On Tue, Aug 14, 2018 at 9:18 AM, Alexis Lê-Quôc <alq@xxxxxxxxxxxxx> wrote:
>
each
running PG 9.3 on linux
That is the oldest version which is still supported. There have been a lot of improvements since then, including to performance. You should see if an upgrade solves the problem. If not, at least you will have access to better tools (like pg_stat_activity.wait_event_type), and people will be more enthusiastic about helping you figure it out knowing it is not an already-solved problem.
Here are some settings that may help and a perf profile of a recovery process that runs without any competing read traffic processing the INSERT backlog (I don't unfortunately have the same profile on a lagging read replica).
Unfortunately the perf when the problem is not occuring won't be very helpful. You need it from when the problem is occurring. Also, I find strace and gdb to more helpful than perf in this type of situation where you already know it is not CPU bound, although perhaps that is just my own lack of skill with perf.
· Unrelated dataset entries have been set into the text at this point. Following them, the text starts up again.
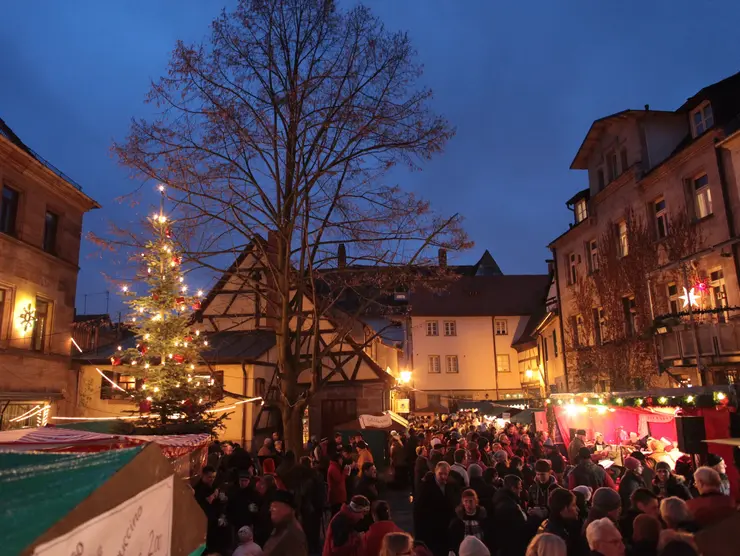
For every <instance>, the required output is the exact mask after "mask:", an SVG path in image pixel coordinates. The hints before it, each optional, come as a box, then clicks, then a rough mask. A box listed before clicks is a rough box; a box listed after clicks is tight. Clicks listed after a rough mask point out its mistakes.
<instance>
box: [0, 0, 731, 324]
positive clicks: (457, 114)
mask: <svg viewBox="0 0 740 556" xmlns="http://www.w3.org/2000/svg"><path fill="white" fill-rule="evenodd" d="M366 3H367V4H368V5H370V6H371V7H372V8H374V9H375V11H376V12H377V13H378V14H379V15H380V16H381V17H382V18H383V19H384V20H385V21H386V23H387V25H388V26H389V27H390V28H393V29H406V30H408V31H409V33H410V35H411V37H412V39H413V41H414V44H415V45H416V47H417V49H418V51H419V56H420V59H421V61H422V62H423V63H424V64H425V67H426V73H425V76H424V78H423V79H424V82H425V83H426V84H428V85H430V86H431V87H432V88H433V89H434V91H435V100H434V103H435V107H436V109H437V110H438V111H440V112H442V113H443V114H444V115H445V116H446V117H447V118H449V120H450V121H451V122H452V123H453V124H454V125H456V126H457V136H456V137H455V138H454V139H453V140H452V141H451V142H450V144H449V145H448V148H447V150H446V151H445V153H444V154H442V155H441V156H438V157H437V158H436V159H435V160H434V161H432V162H430V163H428V164H427V165H426V166H425V168H424V171H423V172H417V173H413V174H408V175H406V174H401V175H398V176H397V178H398V181H399V182H400V183H401V184H402V185H406V186H407V187H411V188H413V189H415V190H417V191H419V192H421V193H423V194H424V195H425V196H426V197H427V198H428V199H430V200H431V201H432V203H433V205H434V206H435V207H436V208H437V209H439V210H444V211H446V212H449V211H456V212H460V213H461V214H463V215H464V216H465V218H466V229H467V230H468V232H469V234H470V235H471V237H472V238H473V239H474V240H475V242H476V247H475V248H474V249H473V251H472V252H470V253H467V254H465V255H462V256H461V257H459V258H458V260H459V261H460V262H465V261H471V260H477V258H478V256H479V255H480V253H482V252H483V250H484V249H486V248H488V249H489V250H490V251H491V253H492V254H493V256H494V257H495V258H496V260H497V261H498V263H499V264H500V266H501V268H502V269H503V271H504V272H505V273H507V274H514V273H537V272H544V271H545V265H544V260H545V258H546V257H547V256H548V251H547V249H546V247H545V246H546V245H547V243H548V242H549V241H550V240H551V239H553V238H554V237H556V236H557V235H559V234H560V233H562V231H564V230H565V228H566V226H567V223H568V222H569V220H570V213H569V212H568V211H567V210H566V208H565V206H564V201H565V200H566V199H568V198H569V197H570V196H571V195H572V194H573V193H574V192H576V191H577V190H579V189H582V188H583V187H584V186H585V184H586V177H585V175H583V173H581V172H574V171H571V170H569V169H568V167H569V166H570V163H571V161H572V159H573V156H574V155H575V152H576V150H577V148H578V146H579V145H580V143H581V140H582V139H583V136H584V135H585V133H586V131H587V130H588V127H589V125H590V124H591V122H592V121H593V120H594V119H596V118H599V117H602V116H604V115H607V114H609V113H612V112H616V111H618V110H622V109H625V108H642V107H643V106H644V105H645V104H646V103H649V104H650V106H651V107H652V108H655V109H675V108H677V107H678V106H679V105H680V104H681V103H682V102H683V100H684V99H686V98H687V97H688V96H690V95H692V94H693V93H694V92H696V91H697V90H699V89H700V88H701V87H703V86H705V85H708V84H710V83H712V82H714V81H717V80H719V79H721V78H723V77H726V76H727V75H730V74H732V73H735V72H736V71H738V70H740V34H738V33H737V22H738V20H739V19H740V3H738V2H737V0H721V1H720V0H714V1H711V2H696V0H651V1H650V2H645V1H644V0H620V1H618V2H607V1H600V0H560V1H553V0H533V1H530V2H504V1H502V0H465V1H460V0H369V1H368V2H366ZM225 5H229V2H227V1H226V0H223V1H218V0H208V1H205V0H146V1H144V0H126V1H124V2H107V1H106V2H101V1H99V0H84V1H83V0H69V1H66V2H53V1H50V0H24V1H23V2H8V3H6V5H4V6H3V16H2V18H0V117H2V118H3V119H5V120H6V122H7V123H8V124H9V125H10V126H11V127H12V128H13V129H14V130H15V131H16V133H18V135H19V136H20V137H21V138H22V139H23V140H24V141H25V142H26V143H28V144H29V145H30V146H31V147H33V148H34V149H35V150H37V151H38V152H40V153H41V154H42V155H43V156H44V157H46V158H47V159H49V160H50V161H51V162H52V163H54V164H55V165H56V166H58V167H59V168H61V169H62V170H63V171H65V172H66V173H67V174H69V175H70V176H72V177H73V178H74V179H75V180H76V181H77V182H79V183H80V184H81V185H82V186H83V188H84V190H85V191H86V192H87V193H88V194H89V195H91V196H92V197H94V198H95V199H96V200H97V201H98V202H100V204H102V205H103V209H102V210H99V211H95V212H93V213H91V214H89V215H88V216H87V217H86V219H85V230H86V231H90V230H92V231H95V232H98V233H102V232H104V231H105V230H106V228H107V226H108V223H109V222H110V220H111V219H114V220H115V221H116V222H118V223H119V224H123V225H126V224H127V223H128V222H131V223H133V222H135V221H136V220H137V214H136V209H132V208H130V207H129V206H128V205H127V204H120V203H118V202H117V201H116V200H115V199H116V198H117V197H119V196H120V195H123V194H125V193H127V192H129V191H131V190H132V189H133V188H134V187H136V186H137V184H136V183H134V182H132V181H130V180H129V179H128V178H127V171H126V170H125V169H124V168H121V167H119V166H118V164H117V162H116V161H115V160H114V159H113V158H112V157H111V155H110V145H111V142H112V140H113V139H114V138H118V139H120V138H122V137H124V136H125V134H126V133H127V129H128V123H129V119H130V118H131V117H133V116H145V115H146V114H147V111H148V107H146V106H145V105H144V104H143V99H144V95H145V94H146V92H147V90H148V86H149V80H150V78H154V77H157V76H159V75H161V74H162V73H163V72H164V71H165V66H166V63H167V60H168V58H169V53H170V51H171V50H172V47H173V46H174V43H175V41H176V40H177V39H184V40H186V41H193V40H198V39H200V38H202V37H203V36H205V34H206V33H207V32H208V24H209V22H210V21H211V19H212V18H213V17H214V16H215V15H216V14H217V13H218V11H219V10H220V8H221V7H223V6H225ZM80 265H81V267H82V271H81V273H80V280H79V287H78V293H79V294H80V295H79V298H78V308H79V309H80V310H81V309H82V294H85V293H94V292H100V291H103V290H105V289H106V288H107V287H108V285H107V283H106V281H105V279H104V278H103V276H102V271H106V272H108V273H111V274H115V273H116V266H117V262H116V261H115V260H114V259H113V258H111V257H108V258H105V259H101V258H100V257H99V254H98V252H97V250H96V249H95V248H93V246H91V245H89V244H88V243H87V242H85V244H84V245H83V249H82V253H81V259H80ZM203 285H204V286H205V285H207V284H203ZM102 310H104V305H103V298H102V297H98V298H94V297H90V298H89V300H88V312H96V311H102Z"/></svg>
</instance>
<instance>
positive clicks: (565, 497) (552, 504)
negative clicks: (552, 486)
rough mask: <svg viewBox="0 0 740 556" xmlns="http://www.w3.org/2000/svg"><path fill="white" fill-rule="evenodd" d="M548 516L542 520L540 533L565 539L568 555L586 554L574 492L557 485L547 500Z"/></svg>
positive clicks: (572, 555) (564, 539) (586, 544)
mask: <svg viewBox="0 0 740 556" xmlns="http://www.w3.org/2000/svg"><path fill="white" fill-rule="evenodd" d="M548 510H549V517H548V518H547V519H546V520H545V521H543V522H542V524H541V525H540V528H539V532H540V533H551V534H553V535H557V536H558V537H560V538H561V539H563V540H564V541H565V544H566V546H567V547H568V556H587V555H588V545H587V544H585V543H584V539H583V535H581V522H580V520H579V519H578V505H577V503H576V497H575V494H573V493H572V492H571V491H569V490H565V489H564V488H559V487H557V488H556V489H555V490H553V491H552V493H551V494H550V498H549V500H548Z"/></svg>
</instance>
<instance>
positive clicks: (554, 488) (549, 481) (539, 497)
mask: <svg viewBox="0 0 740 556" xmlns="http://www.w3.org/2000/svg"><path fill="white" fill-rule="evenodd" d="M534 472H535V479H534V483H533V484H532V486H530V487H529V507H531V508H547V507H548V504H549V499H550V493H551V492H552V491H553V490H555V489H556V488H560V487H559V486H558V482H557V481H556V480H555V477H553V476H552V467H551V466H550V462H549V461H547V460H546V459H541V460H537V462H536V463H535V464H534Z"/></svg>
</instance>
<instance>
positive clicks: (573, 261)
mask: <svg viewBox="0 0 740 556" xmlns="http://www.w3.org/2000/svg"><path fill="white" fill-rule="evenodd" d="M577 282H578V255H576V254H575V252H574V253H570V254H569V255H568V283H569V284H570V285H571V286H572V285H574V284H576V283H577Z"/></svg>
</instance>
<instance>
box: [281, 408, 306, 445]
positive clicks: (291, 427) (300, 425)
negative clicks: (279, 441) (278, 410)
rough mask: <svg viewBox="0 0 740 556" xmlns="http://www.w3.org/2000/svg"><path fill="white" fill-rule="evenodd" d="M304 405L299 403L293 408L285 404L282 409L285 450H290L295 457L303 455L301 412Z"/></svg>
mask: <svg viewBox="0 0 740 556" xmlns="http://www.w3.org/2000/svg"><path fill="white" fill-rule="evenodd" d="M304 408H305V404H303V403H299V404H297V405H296V406H295V407H289V406H288V405H287V404H285V405H283V407H282V411H281V413H282V417H283V438H284V440H285V450H286V451H287V450H292V451H293V453H295V455H296V456H300V455H302V454H303V410H304Z"/></svg>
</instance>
You need to know why it is not on the CPU, not what it is doing when it is on the CPU.
Where the settings you showed all of the non-default settings?
I assume max_standby_streaming_delay is at the default value of 30s? Are you getting query cancellations due conflicts with recovery, or anything else suspicious in the log? What is the maximum lag you see measured in seconds?
Cheers,
Jeff